Rajiv Gandhi was assassinated May 21, 1991. Rao became consensus candidate for the Congress president’s post which put him in the prime minister’s seat after the elections.

He headed a minority government for some time and later acquired majority strength in the Lok Sabha under controversial circumstances which his detractors said was acquired through dubious means.

Rao, or PV as he was often known, had the dubious distinction of being the first prime minister to face criminal charges and accusations.

He was finally cleared in all three cases he faced trial for —  the Jharkhand Mukti Morcha MPs’ bribery case, the St Kitts forgery case and the Lakhubhai Pathak cheating case in which controversial godman Chandraswamy was involved.

The relief in the last case – the Lakhubhai Pathak case — came just a few months before his death December 23, 2004 at the age of 83.

Rao also came under attack from his own party colleagues and opposition leaders when his government pursued the ‘hawala’ scam in which they were implicated. The scandal, however, finally met a judicial death.

His economic reforms agenda primarily focused on ‘liberalisation, privatisation, globalisation’, often referred to as LPG.

The Rao-Manmohan Singh duo is credited with pulling back the country from the economic brink it was facing at the height of a severe foreign exchange crisis.

However, one of the most important events that marked his rule was the demolition of the disputed structure at Ayodhya in December 1992 and the nationwide communal riots that followed.

He was also Union Home minister when riots erupted after the assassination of Indira Gandhi in 1984 and was even then blamed for “criminal inaction”.

In 1993, a year after the securities scam, Big Bull Harshad Mehta created a sensation when he is alleged to have handed over to Rao a suitcase with Rs 1 crore at his residence. It took a while for Rao to come out of the political crisis that the muck had left behind.

Not many expected him to remain prime minister for long. Some even called him the ‘stop-gap’ premier given his age, ailing health and lack of charisma and grassroots support.

Yet, confounding political pundits, the ‘meek inheritor’ soon emerged a ‘power player’ with several regional parties, including the Telugu Desam, Shiv Sena and Janata Dal, splitting.

The multiple scams made his government unpopular, leading to the defeat of the Congress in the May 1996 Lok Sabha polls.

After Sonia Gandhi took over the party reins he did not contest Lok Sabha polls.

Thereafter, Rao was back to what he did best – writing. He came out with an over 700-page semi-autobiographical tome “The Insider”, released by his arch-political rival but a close friend and another former prime minister Atal Bihari Vajpayee.

A Sahitya Ratna in Hindi, Rao was fluent in several languages, including Spanish.

Taking a cue from Rajiv Gandhi, Rao was quick to adapt to technology. He was over 60 years old when he became a computer addict, spending hours on his word processors when most politicians were not computer literate.

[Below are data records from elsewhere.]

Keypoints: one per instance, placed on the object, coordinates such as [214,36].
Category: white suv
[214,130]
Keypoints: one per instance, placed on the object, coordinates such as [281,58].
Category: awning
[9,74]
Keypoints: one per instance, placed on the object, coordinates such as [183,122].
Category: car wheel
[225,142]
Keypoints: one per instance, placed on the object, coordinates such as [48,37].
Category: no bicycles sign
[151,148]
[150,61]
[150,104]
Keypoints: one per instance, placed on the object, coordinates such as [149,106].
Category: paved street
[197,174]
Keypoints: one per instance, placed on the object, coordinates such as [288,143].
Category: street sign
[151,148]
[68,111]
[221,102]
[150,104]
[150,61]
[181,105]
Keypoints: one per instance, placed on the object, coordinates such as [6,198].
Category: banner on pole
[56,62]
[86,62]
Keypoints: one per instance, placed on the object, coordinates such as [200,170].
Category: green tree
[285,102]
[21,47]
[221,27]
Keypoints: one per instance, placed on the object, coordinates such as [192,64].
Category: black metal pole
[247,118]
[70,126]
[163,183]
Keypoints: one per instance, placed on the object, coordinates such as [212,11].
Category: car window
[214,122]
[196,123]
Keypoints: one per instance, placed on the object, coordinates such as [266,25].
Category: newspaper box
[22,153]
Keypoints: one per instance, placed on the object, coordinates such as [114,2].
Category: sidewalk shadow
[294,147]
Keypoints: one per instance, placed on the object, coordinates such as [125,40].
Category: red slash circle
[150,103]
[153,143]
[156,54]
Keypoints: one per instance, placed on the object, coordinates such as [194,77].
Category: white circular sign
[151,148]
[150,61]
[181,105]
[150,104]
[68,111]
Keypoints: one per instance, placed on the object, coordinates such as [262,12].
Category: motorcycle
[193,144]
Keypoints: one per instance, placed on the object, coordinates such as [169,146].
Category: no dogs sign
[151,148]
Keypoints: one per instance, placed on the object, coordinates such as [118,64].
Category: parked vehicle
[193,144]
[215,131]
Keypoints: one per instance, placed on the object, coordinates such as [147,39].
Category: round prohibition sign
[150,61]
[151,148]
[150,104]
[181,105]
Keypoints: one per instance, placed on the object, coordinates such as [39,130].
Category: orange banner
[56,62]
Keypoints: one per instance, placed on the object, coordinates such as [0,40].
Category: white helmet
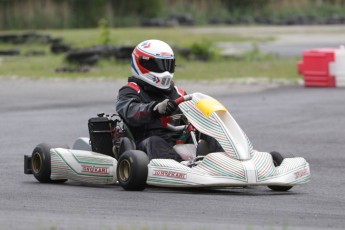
[153,61]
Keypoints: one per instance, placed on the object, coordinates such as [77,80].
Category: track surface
[307,122]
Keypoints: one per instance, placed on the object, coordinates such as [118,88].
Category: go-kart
[110,155]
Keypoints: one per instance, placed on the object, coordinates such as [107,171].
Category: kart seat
[126,143]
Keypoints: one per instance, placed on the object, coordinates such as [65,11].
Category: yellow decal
[209,105]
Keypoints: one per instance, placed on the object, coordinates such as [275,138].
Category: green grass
[252,65]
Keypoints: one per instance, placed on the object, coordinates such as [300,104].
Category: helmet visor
[158,65]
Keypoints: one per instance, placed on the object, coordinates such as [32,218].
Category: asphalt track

The word processors came in handy to draft the New Education Policy when he was asked to head the newly created human resource development ministry in 1986. The Navodaya Vidyalaya scheme was his brainchild.

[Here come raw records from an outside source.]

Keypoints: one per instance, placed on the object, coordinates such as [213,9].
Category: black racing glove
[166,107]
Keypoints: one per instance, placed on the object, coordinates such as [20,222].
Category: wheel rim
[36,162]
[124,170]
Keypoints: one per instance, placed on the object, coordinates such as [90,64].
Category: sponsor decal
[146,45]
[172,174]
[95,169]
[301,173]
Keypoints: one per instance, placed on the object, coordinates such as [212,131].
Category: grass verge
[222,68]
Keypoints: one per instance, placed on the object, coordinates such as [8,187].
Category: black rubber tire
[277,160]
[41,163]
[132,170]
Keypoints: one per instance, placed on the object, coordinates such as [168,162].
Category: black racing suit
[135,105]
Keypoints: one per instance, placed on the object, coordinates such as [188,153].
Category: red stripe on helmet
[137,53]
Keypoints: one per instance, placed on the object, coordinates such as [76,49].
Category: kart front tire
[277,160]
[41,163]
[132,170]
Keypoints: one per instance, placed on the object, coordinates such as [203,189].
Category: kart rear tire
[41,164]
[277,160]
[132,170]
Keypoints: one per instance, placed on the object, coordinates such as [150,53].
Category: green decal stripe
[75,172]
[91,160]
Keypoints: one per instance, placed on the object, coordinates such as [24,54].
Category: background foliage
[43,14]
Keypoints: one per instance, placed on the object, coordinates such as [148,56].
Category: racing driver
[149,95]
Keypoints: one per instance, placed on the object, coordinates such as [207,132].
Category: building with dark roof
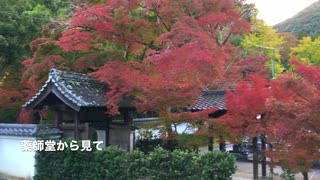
[78,102]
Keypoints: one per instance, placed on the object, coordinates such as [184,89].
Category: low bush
[115,163]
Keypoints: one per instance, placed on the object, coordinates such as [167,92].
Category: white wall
[13,161]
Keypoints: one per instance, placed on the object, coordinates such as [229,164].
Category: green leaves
[115,163]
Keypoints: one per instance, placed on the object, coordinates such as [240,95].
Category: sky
[276,11]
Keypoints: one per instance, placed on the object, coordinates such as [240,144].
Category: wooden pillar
[107,129]
[255,158]
[263,161]
[58,119]
[76,125]
[210,138]
[126,117]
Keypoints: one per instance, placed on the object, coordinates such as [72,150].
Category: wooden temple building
[78,102]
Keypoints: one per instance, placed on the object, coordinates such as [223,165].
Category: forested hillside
[306,22]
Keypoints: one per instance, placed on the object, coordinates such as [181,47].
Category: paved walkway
[245,172]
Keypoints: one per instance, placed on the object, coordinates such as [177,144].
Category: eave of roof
[27,130]
[74,89]
[210,99]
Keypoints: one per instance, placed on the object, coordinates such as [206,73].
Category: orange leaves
[75,40]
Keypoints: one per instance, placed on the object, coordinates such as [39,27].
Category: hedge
[115,163]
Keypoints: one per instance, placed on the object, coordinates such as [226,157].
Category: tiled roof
[144,121]
[74,89]
[30,130]
[208,100]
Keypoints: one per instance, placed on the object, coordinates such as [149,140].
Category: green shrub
[216,165]
[115,163]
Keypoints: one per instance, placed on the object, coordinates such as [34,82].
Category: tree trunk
[210,138]
[305,176]
[263,161]
[210,143]
[255,158]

Later as prime minister, ‘the consensus man’ implemented V P Singh’s pet project, the Mandal Commission report.

Rao’s prime ministership also marked an upswing in Indo-US relations after a summit meeting with the then American President Bill Clinton in Washington in 1994.

A man of many interests, he liked music, cinema and theatre, while his special interest was in Indian philosophy and culture, writing fiction and political commentary, learning languages, writing poems in Telugu and Hindi and keeping abreast of literature in general.